El avellanado permite que un tornillo de cabeza plana u ovalada quede enrasado con, o por debajo de, una superficie en lugar de sobresalir. Acertar en la profundidad — ni muy poco ni demasiado profundo — se reduce a geometría de cono simple: el diámetro de la cabeza del tornillo y el ángulo incluido del avellanado.

Cómo funciona el cálculo

Un avellanado es un cono, y también lo es la parte inferior de una cabeza de tornillo plana u ovalada. Cuando los dos coinciden, la cabeza queda enrasada una vez que el avellanado se corta lo suficientemente profundo como para que su diámetro sea igual al diámetro de la cabeza. Debido a que el avellanado es un cono, esa profundidad se encuentra con trigonometría básica: la mitad del diámetro de la cabeza es el radio en la parte superior del cono, y dividir ese radio entre la tangente de la mitad del ángulo incluido da la profundidad vertical. Un desplazamiento bajo enrase simplemente agrega profundidad extra encima de ese punto de enrase, y debido a que el cono sigue ensanchándose a medida que profundiza, el diámetro a esa profundidad extra es mayor que la cabeza del tornillo misma.

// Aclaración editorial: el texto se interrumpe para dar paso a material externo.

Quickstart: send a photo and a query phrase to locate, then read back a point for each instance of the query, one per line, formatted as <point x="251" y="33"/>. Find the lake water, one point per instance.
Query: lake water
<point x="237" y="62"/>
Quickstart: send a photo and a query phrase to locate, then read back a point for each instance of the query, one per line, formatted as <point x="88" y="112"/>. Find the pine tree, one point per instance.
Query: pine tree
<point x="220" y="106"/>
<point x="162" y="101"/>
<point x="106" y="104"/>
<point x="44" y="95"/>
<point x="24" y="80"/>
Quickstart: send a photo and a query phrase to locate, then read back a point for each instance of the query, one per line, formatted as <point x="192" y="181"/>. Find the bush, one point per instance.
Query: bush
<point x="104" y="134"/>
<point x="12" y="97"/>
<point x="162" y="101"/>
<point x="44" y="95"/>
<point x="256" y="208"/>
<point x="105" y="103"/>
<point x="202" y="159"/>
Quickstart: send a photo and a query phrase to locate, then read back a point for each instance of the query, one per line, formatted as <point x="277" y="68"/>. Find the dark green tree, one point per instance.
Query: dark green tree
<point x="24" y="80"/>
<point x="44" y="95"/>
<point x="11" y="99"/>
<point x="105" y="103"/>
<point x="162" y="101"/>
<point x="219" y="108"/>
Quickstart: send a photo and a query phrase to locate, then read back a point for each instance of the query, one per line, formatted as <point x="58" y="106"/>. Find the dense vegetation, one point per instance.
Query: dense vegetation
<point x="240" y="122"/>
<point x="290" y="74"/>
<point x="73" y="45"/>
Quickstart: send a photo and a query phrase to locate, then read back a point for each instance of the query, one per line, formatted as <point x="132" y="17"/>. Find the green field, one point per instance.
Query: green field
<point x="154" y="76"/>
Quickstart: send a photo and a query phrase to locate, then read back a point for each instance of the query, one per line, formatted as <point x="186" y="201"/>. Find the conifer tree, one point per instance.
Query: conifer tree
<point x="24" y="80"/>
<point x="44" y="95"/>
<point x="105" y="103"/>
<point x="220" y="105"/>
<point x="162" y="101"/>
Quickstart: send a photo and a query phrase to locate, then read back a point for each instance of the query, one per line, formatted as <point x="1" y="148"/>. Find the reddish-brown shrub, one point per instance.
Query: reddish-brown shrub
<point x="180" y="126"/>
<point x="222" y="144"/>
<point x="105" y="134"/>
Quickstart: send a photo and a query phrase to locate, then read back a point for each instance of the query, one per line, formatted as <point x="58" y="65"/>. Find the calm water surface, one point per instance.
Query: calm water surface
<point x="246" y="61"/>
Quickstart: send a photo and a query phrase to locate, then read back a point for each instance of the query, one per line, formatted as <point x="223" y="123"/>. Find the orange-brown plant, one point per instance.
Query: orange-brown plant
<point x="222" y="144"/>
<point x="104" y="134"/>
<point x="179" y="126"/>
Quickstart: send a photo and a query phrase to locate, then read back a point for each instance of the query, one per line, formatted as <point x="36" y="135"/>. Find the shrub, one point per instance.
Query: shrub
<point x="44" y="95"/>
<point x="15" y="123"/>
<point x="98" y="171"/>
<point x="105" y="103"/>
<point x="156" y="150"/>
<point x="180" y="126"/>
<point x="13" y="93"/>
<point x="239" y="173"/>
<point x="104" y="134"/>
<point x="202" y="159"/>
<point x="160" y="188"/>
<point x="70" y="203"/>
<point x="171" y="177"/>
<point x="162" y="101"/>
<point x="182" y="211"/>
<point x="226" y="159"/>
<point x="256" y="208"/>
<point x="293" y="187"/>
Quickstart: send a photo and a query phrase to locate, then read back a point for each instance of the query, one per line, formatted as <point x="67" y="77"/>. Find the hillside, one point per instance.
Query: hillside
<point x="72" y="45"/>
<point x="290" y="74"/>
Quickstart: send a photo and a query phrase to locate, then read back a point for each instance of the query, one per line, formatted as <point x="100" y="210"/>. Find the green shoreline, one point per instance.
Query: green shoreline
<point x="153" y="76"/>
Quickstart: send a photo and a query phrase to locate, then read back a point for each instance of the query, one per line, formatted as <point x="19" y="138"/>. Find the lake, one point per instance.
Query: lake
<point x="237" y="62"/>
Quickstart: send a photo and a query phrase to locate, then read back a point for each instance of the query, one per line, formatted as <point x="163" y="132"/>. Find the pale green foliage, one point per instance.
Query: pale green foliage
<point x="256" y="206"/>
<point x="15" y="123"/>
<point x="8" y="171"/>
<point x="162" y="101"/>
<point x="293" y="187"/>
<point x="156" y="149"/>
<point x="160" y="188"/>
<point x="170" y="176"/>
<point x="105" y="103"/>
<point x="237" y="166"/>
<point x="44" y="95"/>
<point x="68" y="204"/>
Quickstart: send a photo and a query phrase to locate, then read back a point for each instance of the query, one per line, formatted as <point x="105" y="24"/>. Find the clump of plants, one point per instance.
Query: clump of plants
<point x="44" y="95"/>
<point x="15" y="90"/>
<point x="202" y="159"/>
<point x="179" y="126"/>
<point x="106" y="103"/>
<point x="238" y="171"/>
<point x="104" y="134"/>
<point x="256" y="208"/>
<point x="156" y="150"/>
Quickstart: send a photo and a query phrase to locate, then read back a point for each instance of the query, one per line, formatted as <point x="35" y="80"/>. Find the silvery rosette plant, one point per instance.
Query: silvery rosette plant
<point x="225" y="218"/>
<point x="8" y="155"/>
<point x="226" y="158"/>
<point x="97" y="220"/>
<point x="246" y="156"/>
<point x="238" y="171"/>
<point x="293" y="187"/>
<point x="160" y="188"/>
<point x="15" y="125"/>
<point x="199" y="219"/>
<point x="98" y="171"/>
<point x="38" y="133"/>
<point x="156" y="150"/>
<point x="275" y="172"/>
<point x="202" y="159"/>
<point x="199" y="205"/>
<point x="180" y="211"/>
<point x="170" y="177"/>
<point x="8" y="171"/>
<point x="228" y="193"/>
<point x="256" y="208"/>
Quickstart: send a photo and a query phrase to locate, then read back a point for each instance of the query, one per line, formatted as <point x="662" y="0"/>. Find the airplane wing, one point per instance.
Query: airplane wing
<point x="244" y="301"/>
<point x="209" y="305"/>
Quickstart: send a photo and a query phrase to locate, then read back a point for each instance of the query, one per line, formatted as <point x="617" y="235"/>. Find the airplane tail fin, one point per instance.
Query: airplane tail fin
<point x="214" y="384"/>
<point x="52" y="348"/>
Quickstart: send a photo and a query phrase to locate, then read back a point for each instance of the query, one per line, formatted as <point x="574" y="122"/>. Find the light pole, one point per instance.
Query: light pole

Eligiendo el ángulo incluido correcto

82° es el estándar de larga data de EE. UU. para tornillos de máquina de cabeza plana (ANSI/ASME B18.6.2) y tornillos para madera de cabeza plana (ANSI/ASME B18.6.1), por lo que es el ángulo predeterminado para la mayoría del hardware estadounidense. 90° aparece en sujetadores métricos y europeos (estándares ISO/DIN) y en algunas aplicaciones estructurales y aeroespaciales. 100° y 120° son menos comunes pero aparecen en ciertos tornillos autorroscantes, sujetadores estructurales y remaches. Usar el ángulo incorrecto para un tornillo dado deja la cabeza sobresaliendo de la superficie (avellanado demasiado poco profundo o ángulo demasiado estrecho) o hundida de manera desigual con un espacio visible alrededor de la cabeza (avellanado con ángulo demasiado ancho).

Cuándo agregar un desplazamiento bajo enrase

Un acabado enrasado (desplazamiento = 0) es el objetivo estándar para la mayoría del trabajo de sujeción. Los carpinteros comúnmente hunden los tornillos aún más por debajo del enrase — a menudo 1/16 in a 1/8 in — para que la cabeza quede completamente por debajo de la superficie, dejando espacio para rellenar el agujero con masilla de madera o un tapón antes de acabar. Debido a que el cono del avellanado sigue expandiéndose con la profundidad, hundir aún más siempre requiere cortar un agujero más ancho de lo que sugeriría el diámetro de la cabeza del tornillo por sí solo — el dato Diámetro a la Profundidad muestra exactamente cuánto más ancho.